Assembled artwork from unlikely materials at “Power to Play”

To us, they may just be soda cans tied together with wire or a string of colored bottle caps, but to the children featured in “Power to Play: from Trash to Treasure,” these items are self-made and treasured toys.

As part of Geneseo’s annual Cultural Harmony Week, the Kinetic Gallery is hosting ChildFund International’s innovative exhibition, which is very much akin to the week’s theme of leisure and play.

The exhibition focuses on children’s handmade playthings from impoverished areas of various countries. The toys include universal objects such as balls, trucks and dolls as well as culture-specific objects like instruments; all are made from recycled local materials. Even the exhibit walls are decorated with posters that recount short stories about children’s favorite toys and games.

Senior Maya Shah, a student assistant in the Office of Multicultural Programs and Services, discovered the “Power to Play” exhibit online while helping to plan Cultural Harmony Week and said that she advocated for its inclusion in the programming.

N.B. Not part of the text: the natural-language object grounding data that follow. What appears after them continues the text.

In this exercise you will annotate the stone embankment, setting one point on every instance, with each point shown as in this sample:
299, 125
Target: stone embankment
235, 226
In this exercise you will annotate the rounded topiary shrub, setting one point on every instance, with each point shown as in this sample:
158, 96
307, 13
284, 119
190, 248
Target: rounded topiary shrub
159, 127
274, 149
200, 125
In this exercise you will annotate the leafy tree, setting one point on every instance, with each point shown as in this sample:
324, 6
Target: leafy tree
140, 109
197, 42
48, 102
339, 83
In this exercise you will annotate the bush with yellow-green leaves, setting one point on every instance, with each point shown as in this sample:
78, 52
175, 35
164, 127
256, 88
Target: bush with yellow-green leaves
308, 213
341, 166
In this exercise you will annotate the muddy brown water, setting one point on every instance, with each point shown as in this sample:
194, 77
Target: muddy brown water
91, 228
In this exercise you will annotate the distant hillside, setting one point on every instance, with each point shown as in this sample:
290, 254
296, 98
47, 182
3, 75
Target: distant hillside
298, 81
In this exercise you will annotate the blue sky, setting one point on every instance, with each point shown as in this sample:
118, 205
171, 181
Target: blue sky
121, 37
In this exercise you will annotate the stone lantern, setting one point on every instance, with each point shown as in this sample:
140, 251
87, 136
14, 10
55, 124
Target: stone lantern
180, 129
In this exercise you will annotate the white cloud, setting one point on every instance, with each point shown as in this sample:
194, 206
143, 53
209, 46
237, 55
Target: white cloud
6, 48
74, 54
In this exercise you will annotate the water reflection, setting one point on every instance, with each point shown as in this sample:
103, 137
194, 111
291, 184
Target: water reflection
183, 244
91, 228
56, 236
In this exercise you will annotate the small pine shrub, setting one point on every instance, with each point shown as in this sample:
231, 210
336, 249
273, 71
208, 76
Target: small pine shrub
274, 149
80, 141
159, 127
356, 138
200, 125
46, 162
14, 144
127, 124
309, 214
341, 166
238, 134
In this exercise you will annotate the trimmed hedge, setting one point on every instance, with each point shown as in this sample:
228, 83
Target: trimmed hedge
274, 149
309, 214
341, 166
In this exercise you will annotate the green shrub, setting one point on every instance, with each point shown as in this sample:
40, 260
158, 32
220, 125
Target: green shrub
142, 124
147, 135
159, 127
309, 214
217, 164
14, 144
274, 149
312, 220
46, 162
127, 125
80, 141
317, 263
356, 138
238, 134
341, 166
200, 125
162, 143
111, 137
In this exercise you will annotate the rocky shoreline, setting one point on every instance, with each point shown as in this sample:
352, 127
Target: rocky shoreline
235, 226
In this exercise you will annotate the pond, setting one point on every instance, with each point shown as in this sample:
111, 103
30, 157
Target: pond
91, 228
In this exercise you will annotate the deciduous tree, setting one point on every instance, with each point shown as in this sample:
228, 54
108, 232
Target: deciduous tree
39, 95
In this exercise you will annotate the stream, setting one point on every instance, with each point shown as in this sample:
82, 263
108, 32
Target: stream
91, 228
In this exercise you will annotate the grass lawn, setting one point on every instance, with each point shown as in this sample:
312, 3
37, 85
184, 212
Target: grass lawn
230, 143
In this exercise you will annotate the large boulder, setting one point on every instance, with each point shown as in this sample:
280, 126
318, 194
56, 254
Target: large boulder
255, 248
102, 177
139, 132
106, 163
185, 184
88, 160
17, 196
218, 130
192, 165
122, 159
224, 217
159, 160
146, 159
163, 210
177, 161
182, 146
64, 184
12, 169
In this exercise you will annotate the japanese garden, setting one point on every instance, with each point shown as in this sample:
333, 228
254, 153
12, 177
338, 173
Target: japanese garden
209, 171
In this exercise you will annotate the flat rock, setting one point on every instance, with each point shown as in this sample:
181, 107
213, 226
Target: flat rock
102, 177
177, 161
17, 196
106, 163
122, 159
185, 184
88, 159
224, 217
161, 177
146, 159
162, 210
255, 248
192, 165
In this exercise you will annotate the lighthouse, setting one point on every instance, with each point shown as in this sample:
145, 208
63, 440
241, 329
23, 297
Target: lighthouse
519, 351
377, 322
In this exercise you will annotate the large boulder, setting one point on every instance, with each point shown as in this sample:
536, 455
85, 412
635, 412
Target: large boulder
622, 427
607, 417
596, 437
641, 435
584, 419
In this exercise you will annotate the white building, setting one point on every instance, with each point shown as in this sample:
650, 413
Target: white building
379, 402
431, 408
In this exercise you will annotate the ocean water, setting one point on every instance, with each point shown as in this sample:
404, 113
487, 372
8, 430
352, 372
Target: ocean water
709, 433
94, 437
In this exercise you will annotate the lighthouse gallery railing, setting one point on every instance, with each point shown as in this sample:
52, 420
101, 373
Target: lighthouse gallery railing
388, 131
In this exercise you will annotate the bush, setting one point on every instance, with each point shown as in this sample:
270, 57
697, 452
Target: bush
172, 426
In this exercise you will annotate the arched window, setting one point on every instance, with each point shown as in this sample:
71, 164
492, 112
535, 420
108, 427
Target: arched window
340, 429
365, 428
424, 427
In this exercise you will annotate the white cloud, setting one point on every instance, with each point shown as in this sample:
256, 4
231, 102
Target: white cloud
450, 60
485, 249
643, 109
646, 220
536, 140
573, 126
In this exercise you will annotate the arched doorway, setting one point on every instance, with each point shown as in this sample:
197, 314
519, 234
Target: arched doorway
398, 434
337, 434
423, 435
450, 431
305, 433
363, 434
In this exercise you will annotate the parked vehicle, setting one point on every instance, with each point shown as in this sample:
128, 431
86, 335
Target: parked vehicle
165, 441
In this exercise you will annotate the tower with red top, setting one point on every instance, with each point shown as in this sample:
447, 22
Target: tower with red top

“I grew up jump roping with my sister, but when you see kids making a jump rope out of garbage bags, it puts things into perspective,” Shah said.

The craftsmanship of the toys in “Power to Play” is truly admirable and crosses the border between toys and art, a line that the shiny, plastic playthings we are traditionally accustomed to don’t often touch.

Standout toys in the exhibition include a hand-carved wooden boat with bottle-cap sails and a miniature bike made from wire. Another is a wooden airplane with rolling wheels, an asymmetrical door and small windows carefully drawn onto its side.

A statuette titled “People on Bench” made from plastic bags, copper wire, cardboard and flip-flop foam is one of the most intriguing in the exhibit. Composed of two figures reading newspapers on a bench, the work communicates that creating art and observing the world around us is an integral part of leisure.

“Power to Play” is an acknowledgment of the poverty that abounds internationally as well as a celebration of the ingenuity and creativity of the world’s children. It fits into Cultural Harmony Week as a reminder for us, as busy college students, to appreciate the true beauty of childhood across cultures.